BigFloat(Variable Precision Floating Library for Ruby)

October 1st,2000: modified according to Ruby-1.6 change.


Japanese


BigFloat is an extension library for the Ruby interpreter. Using BigFloat class, you can obtain any number of significant digits in computation.

Maintenance of BigFloat has been stopped, use BigDecimal which is bundled from Ruby-1.8 instead. The most recent source code can be downloaded from Ruby CVS. 2003 - 8

For the details about Ruby see:

NOTE:
This software is provided "AS IS" and without any express or implied warranties,including,without limitation,the implied warranties of merchantibility and fitness for a particular purpose. For the details,see COPYING and README included in this distribution.

Contents


Introduction

Ruby already has builtin class Bignum. Using Bignum class,you can obtain any integer value in magnitude. But, Bigfloat floating number class is not yet built in. This is why I made variable precision floating class BigFloat. Feel free to send any comments or bug reports to me.
shigeo@tinyforest.gr.jp I try(but can't promise) to fix bugs reported.

Installation

The Ruby latest version can be downloaded from Official Ruby page. Once decompress the downloaded Ruby archive,you can find the directory "ext" which is prepared for extension libraries, and "win32" for Windows specific directory. Move to the directory "ext",and make a new subdirectory with the name "bigfloat". Then move to the directory "ext/bigfloat",copy compressed(.tar.gz or .lzh file ) bigfloat archive file to there and decompress it. Both .tar.gz and .lzh files have no directory informations.

Installation of Ruby interpreter

First of all,you need to build Ruby interpreter.
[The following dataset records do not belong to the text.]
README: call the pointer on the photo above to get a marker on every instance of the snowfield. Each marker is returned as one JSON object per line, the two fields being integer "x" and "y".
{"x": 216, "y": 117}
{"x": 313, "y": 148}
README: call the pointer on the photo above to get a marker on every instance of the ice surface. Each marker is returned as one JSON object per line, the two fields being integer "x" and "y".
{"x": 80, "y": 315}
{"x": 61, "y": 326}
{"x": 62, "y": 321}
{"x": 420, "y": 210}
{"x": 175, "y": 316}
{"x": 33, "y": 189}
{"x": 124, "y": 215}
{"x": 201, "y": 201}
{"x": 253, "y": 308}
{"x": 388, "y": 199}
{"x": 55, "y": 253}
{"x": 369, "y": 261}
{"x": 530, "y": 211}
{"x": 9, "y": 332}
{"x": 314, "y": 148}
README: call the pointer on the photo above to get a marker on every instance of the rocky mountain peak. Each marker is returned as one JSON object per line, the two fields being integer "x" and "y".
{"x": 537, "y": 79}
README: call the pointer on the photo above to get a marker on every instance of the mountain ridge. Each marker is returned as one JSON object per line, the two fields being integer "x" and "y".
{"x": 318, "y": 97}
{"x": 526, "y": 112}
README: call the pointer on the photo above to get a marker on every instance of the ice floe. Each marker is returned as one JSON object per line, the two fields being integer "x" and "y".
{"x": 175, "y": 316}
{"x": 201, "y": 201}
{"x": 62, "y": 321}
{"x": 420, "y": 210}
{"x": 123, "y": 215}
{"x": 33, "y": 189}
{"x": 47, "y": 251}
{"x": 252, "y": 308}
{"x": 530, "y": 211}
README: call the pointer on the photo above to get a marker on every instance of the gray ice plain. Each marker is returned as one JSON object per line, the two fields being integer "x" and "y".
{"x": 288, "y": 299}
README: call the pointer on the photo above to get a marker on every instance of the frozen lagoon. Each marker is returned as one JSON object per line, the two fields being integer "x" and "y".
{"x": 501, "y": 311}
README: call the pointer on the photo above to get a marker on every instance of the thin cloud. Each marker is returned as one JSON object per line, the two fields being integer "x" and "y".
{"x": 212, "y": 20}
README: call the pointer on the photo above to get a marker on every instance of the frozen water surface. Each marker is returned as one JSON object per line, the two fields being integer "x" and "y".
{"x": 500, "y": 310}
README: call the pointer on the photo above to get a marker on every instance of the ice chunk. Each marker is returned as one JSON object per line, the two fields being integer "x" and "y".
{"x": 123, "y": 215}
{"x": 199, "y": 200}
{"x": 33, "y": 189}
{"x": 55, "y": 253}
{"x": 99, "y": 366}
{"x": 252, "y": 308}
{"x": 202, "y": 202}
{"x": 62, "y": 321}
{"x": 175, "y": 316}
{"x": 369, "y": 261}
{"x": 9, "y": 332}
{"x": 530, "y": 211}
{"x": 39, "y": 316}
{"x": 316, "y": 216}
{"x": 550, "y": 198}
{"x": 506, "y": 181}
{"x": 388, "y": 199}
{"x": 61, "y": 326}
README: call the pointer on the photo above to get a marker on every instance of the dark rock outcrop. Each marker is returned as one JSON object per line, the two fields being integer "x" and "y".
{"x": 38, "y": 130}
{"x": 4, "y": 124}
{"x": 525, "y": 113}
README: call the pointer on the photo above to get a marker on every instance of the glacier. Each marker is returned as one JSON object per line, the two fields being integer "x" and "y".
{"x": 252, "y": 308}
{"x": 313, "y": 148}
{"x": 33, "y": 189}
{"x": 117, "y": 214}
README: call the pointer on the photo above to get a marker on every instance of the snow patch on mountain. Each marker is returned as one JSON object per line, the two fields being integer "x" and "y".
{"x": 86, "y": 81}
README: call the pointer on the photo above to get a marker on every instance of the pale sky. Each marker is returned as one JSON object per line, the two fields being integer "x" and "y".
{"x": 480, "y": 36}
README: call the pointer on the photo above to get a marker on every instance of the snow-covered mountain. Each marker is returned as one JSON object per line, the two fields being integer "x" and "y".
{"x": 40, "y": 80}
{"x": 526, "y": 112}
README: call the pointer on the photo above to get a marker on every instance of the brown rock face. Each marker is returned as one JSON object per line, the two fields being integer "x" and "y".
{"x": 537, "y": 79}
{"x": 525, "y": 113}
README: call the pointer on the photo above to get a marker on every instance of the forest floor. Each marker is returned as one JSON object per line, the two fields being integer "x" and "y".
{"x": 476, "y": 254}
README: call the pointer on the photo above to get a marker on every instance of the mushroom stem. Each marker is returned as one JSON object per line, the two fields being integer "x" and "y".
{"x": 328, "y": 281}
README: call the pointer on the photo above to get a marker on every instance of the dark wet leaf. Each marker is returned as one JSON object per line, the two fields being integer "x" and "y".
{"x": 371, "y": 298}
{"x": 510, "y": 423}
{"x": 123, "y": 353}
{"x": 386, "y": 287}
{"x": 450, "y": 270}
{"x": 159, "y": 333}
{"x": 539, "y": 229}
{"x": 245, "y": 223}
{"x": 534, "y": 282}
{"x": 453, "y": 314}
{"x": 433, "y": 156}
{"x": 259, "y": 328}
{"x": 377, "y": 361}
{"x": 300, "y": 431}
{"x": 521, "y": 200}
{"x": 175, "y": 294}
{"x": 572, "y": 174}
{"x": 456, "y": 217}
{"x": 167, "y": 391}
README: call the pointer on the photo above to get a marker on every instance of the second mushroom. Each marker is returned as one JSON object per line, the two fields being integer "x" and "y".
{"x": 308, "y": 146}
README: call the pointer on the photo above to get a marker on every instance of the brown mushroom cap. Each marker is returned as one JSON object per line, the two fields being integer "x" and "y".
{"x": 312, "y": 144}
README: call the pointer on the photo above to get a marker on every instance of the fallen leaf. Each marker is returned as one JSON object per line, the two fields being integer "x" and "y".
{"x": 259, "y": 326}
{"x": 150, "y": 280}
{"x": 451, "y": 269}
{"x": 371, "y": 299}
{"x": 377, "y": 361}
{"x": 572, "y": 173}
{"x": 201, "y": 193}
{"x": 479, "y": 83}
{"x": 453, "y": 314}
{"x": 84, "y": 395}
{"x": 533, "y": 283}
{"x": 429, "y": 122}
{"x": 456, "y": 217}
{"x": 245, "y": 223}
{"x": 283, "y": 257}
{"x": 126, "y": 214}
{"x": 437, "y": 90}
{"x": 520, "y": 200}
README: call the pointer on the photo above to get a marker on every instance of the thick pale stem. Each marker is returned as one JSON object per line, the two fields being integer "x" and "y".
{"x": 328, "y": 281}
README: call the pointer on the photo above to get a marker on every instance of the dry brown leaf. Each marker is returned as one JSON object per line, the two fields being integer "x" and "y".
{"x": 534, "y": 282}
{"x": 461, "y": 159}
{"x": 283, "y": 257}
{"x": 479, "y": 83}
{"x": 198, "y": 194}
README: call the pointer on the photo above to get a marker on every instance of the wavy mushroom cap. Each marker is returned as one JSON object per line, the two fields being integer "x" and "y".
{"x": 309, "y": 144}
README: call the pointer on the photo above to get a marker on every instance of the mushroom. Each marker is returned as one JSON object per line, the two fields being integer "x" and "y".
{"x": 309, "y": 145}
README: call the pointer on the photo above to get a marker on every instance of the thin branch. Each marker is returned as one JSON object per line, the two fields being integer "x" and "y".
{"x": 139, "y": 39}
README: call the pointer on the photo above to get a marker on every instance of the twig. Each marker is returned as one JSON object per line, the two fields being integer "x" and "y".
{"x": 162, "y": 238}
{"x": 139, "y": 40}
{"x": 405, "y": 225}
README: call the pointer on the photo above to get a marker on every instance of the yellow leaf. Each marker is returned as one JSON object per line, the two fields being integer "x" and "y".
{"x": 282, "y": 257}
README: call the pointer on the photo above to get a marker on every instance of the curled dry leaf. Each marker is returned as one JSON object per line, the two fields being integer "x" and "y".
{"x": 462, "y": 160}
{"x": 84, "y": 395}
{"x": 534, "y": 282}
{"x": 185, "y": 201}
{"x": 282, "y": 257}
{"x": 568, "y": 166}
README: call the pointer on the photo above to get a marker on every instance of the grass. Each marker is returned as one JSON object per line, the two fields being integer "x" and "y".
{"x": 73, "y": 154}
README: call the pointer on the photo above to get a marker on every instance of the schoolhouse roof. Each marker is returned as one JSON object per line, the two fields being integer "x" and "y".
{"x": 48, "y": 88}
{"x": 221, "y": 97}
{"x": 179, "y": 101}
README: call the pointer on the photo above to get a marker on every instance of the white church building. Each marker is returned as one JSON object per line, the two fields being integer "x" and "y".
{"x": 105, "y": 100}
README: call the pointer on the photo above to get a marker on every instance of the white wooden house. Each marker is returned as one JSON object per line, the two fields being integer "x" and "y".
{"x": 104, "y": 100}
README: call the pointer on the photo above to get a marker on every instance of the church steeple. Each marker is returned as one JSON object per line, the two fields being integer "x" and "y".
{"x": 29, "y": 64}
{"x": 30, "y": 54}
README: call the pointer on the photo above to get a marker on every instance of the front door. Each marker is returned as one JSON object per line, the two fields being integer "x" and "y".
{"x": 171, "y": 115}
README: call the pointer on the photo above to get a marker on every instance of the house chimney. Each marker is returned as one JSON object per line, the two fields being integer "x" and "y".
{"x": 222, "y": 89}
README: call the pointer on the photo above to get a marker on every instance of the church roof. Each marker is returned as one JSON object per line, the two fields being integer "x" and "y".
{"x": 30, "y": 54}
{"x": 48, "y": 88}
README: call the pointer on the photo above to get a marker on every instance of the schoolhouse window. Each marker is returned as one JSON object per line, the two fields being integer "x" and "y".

For UNIX/Linux users,read README and follow the building instructions. For Windows users,read win32/README.win32 and follow the building instructions.

Installation on UNIX/Linux

For UNIX/Linux users,move to bigfloat directory and enter following commands.
    ruby extconf.rb
    make
    make install

Installation on Windows

Installation on Windows is almost the same as UNIX/Linux case,move to the bigfloat directory and enter the following commands.
    ruby extconf.rb
    nmake
    nmake install

For the user using Microsoft Visual C/C++ 6.0,the project files are available. Download:

winide143.lzh and decompress it in the directory "../ruby-1.4.3/win32".
or
winide143.lzh (or winide16.tar.gz) and decompress it in the directory "../ruby-1.6.x/win32".

Usage and methods

Suppose you already know Ruby programming, to create BigFloat objects,the program would like:
   require 'BigFloat' # From v1.1.9 change to 'bigfloat' (UNIX user)
   a=BigFloat::new("0.123456789123456789")
   b=BigFloat::new("123456.78912345678",40)
   c=a+b

List of methods

In the following explanations,n specifies the minimum number of resulting significant digits, not exactly but slightly excess memories will be allocated to newly created object. In 32 bit integer system,every 4 digits(in decimal) are computed simultaneously. This means the number of significant digits in BigFloat is always a multiple of 4.
Following methods need no explanation.

About 'coerce'

For the binary operation like A op B:
1.Both A and B are BigFloat objects
A op B is normally performed.
2.A is the BigFloat object but B is other than BigFloat object
Operation is performed,after B is translated to correcponding BigFloat object(because BigFloat supports coerce method).
3.A is not the BigFloat object but B is BigFloat object
If A has coerce mthod,then B will translate A to corresponding BigFloat object and the operation is performed,otherwise an error occures.
Attention must be paid when a String is to be translated to BigFloat. Translation stops without error at the character representing non digit. For instance,"10XX" is translated to 10,"XXXX" is translated to 0.
String representing zero or infinity such as "Infinity","+Infinity","-Infinity",and "NaN" can also be translated to BigFloat unless false is specified by mode method.
BigFloat class supports coerce method(for the details about coerce method,see Ruby documentations). This means the most binary operation can be performed if the BigFloat object is at the left hand side of the operation.

For example:
  a = BigFloat.E(20)
  c = a * "0.123456789123456789123456789" # A String is changed to BigFloat object.
is performed normally.
But,because String does not have coerce method,the following example can not be performed.
a = BigFloat.E(20)
c = "0.123456789123456789123456789" * a # ERROR
If you actually have any inconvenience about the error above. You can define a new class derived from String class, and define coerce method within the new class.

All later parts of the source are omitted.